After the sun set, we’d cook…er, thaw dinner. Then, sit inside our new home and talk. It didn’t even matter what we talked about: sights w
e’d seen that day, what we were going to do the next, even wondering what friends at home were up to. I was reminded of that first “date” in the bar, talking for hours and hours about who knows what, just feeling close and laughing with one another. Spending time this way, without any of the distractions I used to consider essential (TV, going out to fancy restaurants, wearing high-end clothes) made me start questioning just how essential they were.
I quickly pushed those thoughts aside.
But then, I noticed Tim mellowing.

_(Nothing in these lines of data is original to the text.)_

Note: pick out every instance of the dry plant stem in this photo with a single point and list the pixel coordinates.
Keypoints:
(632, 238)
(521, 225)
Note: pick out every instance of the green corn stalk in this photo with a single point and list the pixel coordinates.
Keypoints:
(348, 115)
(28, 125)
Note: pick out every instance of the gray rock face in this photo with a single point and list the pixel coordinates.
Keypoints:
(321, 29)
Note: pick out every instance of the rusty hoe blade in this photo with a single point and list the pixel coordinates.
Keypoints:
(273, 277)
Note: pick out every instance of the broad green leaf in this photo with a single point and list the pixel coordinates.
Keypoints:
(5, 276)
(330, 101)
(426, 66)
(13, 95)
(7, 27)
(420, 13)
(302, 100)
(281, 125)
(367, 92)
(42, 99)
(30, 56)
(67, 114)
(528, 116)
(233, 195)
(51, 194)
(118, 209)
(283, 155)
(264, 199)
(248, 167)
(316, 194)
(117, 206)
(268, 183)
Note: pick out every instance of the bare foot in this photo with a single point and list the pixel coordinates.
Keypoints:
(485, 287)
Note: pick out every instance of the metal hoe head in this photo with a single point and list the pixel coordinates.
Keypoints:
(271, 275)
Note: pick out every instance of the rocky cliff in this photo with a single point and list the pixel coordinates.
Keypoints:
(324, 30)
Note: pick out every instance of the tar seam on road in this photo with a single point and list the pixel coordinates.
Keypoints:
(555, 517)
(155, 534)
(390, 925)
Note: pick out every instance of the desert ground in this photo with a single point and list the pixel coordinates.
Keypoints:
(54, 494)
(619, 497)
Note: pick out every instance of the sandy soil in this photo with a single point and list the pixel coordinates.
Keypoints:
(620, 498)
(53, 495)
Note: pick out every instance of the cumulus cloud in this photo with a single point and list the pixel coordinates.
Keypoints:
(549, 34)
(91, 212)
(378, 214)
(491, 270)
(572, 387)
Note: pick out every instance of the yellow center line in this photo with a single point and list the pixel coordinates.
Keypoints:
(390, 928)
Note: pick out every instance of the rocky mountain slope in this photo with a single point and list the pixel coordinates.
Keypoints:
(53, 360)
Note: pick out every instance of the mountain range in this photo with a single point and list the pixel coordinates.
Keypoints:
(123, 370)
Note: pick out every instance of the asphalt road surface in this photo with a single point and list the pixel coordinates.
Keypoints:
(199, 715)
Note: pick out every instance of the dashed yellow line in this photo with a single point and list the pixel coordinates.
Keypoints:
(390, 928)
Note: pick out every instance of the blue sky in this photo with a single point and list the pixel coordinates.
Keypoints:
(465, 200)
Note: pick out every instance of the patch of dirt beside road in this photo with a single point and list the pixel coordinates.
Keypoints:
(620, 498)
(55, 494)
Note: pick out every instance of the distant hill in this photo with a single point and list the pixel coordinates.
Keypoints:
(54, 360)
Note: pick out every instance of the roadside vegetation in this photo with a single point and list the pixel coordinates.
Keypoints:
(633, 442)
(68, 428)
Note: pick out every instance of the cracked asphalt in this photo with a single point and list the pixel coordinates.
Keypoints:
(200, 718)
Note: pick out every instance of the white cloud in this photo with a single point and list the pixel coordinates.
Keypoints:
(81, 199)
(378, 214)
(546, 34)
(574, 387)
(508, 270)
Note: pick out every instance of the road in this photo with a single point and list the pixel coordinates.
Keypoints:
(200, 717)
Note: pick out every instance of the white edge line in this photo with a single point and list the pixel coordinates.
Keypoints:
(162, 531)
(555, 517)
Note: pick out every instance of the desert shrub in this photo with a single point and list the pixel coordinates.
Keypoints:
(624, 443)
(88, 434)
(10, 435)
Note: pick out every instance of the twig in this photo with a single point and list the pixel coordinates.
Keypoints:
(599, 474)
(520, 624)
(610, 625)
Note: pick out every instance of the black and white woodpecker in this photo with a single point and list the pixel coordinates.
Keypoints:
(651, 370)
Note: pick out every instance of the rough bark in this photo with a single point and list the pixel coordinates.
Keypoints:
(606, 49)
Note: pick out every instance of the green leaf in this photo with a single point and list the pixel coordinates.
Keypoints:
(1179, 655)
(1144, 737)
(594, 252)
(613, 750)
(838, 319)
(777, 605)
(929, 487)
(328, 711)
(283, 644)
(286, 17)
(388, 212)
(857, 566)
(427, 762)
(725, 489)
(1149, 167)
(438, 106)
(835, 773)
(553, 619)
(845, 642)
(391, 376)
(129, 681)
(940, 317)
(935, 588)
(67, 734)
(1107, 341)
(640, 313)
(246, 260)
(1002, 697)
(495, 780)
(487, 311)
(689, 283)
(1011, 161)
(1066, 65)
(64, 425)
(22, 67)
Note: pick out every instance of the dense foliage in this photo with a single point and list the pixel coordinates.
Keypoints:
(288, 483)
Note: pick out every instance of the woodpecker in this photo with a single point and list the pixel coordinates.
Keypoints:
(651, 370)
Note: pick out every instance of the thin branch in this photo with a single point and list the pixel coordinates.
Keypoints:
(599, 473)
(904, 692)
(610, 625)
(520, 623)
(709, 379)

He started taking pleasure in little things. We had splurged (of course) on a new set of dishes for the bus, one with a travel theme, each plate depicting a different place (Mount Rushmore, San Francisco, even a spaceship on the moon). As I watched Tim set the table for dinner each night, I could see his boyish delight as he discovered where we would be dining next. And I couldn’t help it. I thought about downsizing, again.
And quickly made myself another martini to forget all about it.
The days and nights passed pleasantly. At home, we would have watched a network evening news show while eating dinner, then both worked for a couple of hours before watching some other show before bed. It seemed Peter had done us one good turn by screwing up the TV. Cocooned in our own little steel and fiberglass world, it finally felt…right.